Perhaps the greatest issue that many of us face in our career is the challenge of leading people. People are complex. People are multi-dimensional. Each person is unique and requires a different type and amount of interaction and support. But as the current issue of Sales and Marketing Magazine notes, if you are a manager – a leader – then you need to “Lead or Get Out of the Way.”
See the five key practices of effective leaders…
Gino Wickman and Rene Boer, authors of “How To Be A Great Boss,” say the word “boss” comes from the Dutch word “baas” which is a term of respect used to address the person in charge. Wickman and Boer suggest you wear the designation with pride and accept responsibility to be a great leader.
Interestingly, the authors suggest there is a distinction between a leader and a manager.
“Leadership involves working ‘on’ the business. It entails providing clear direction, creating an opening for people, and taking time to think.”
“Management, on the other hand, involves working ‘in’ the business: creating clear expectations, communicating well and ensuring that things get done.”
You can, they say, be a great leader without necessarily being a great manager – and vice versa. But while the two concepts don’t necessarily go hand-in-hand, they offer five leadership practices that create an accomplishment environment. Those practices are:
Five Practices of Effective Leaders
- Give clear direction – “Great leaders are masterful at providing a clear direction…” To do this, you must be able to offer a compelling vision – and provide clarity around “your culture, your core focus and your goals.”

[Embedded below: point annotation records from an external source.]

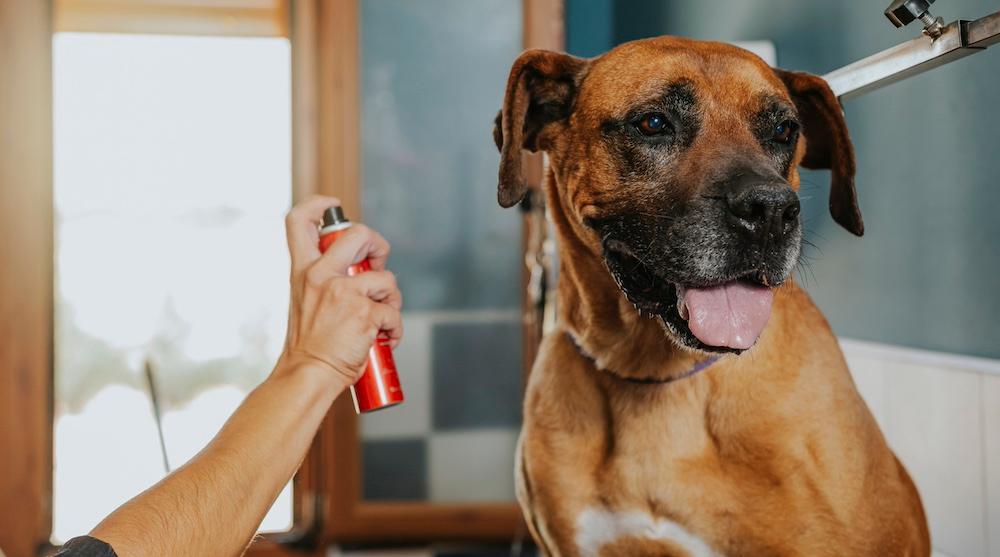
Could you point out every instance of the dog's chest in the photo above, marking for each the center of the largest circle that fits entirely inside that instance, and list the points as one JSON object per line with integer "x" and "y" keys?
{"x": 600, "y": 531}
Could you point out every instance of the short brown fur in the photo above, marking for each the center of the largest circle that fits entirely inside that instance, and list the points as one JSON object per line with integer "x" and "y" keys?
{"x": 772, "y": 452}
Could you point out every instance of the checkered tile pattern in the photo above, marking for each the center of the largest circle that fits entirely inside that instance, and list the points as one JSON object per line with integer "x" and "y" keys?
{"x": 454, "y": 437}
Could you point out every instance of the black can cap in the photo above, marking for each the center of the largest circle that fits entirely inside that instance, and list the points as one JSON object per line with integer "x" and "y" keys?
{"x": 334, "y": 215}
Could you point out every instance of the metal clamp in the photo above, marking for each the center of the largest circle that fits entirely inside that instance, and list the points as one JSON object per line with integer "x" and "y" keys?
{"x": 956, "y": 40}
{"x": 902, "y": 12}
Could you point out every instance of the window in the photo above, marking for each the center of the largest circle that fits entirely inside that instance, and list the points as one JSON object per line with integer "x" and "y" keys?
{"x": 172, "y": 177}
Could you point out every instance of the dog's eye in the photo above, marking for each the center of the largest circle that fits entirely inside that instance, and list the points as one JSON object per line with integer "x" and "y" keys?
{"x": 785, "y": 132}
{"x": 654, "y": 123}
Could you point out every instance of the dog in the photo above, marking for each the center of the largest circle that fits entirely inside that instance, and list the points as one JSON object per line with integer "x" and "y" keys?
{"x": 692, "y": 400}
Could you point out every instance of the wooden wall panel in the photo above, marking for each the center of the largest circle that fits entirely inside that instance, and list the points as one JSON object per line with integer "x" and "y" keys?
{"x": 241, "y": 18}
{"x": 26, "y": 232}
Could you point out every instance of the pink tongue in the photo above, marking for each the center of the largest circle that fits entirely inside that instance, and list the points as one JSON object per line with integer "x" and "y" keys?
{"x": 731, "y": 314}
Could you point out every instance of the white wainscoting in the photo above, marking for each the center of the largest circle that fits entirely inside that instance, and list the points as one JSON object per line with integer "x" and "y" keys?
{"x": 941, "y": 415}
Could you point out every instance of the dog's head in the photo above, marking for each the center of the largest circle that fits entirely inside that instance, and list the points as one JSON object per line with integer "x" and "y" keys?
{"x": 676, "y": 163}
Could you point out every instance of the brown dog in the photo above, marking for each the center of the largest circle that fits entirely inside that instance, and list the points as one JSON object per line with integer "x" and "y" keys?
{"x": 693, "y": 400}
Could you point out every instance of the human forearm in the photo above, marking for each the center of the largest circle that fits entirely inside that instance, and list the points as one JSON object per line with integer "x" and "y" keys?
{"x": 213, "y": 504}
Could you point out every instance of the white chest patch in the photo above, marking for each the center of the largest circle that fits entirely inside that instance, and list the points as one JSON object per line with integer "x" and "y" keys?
{"x": 596, "y": 528}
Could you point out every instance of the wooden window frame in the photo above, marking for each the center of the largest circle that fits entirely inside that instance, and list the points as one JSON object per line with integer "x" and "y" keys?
{"x": 326, "y": 159}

- Provide the necessary tools – It is critical to provide your team with the tools they need to succeed. These tools include: “training, technology, additional people and your personal time and attention.” That last tool is often the most difficult to provide.
- Let go of the vine – The authors provide a humorous story to demonstrate this practice, but suffice it to say that once you’ve provided the clear direction and tools to succeed – let them go to achieve their goals. Don’t micromanage, but make sure you have the right people.
- Act with the greater good in mind – You must “walk the talk” and set the example. In effect, you are the living embodiment of what you’ve communicated as the company’s goals.
- Take clarity breaks – Great leaders take clarity breaks…time out of the office and away from the daily pressures of business to reflect and work “on” their business. This is the view from 30,000 feet to make sure you’re still on the right track.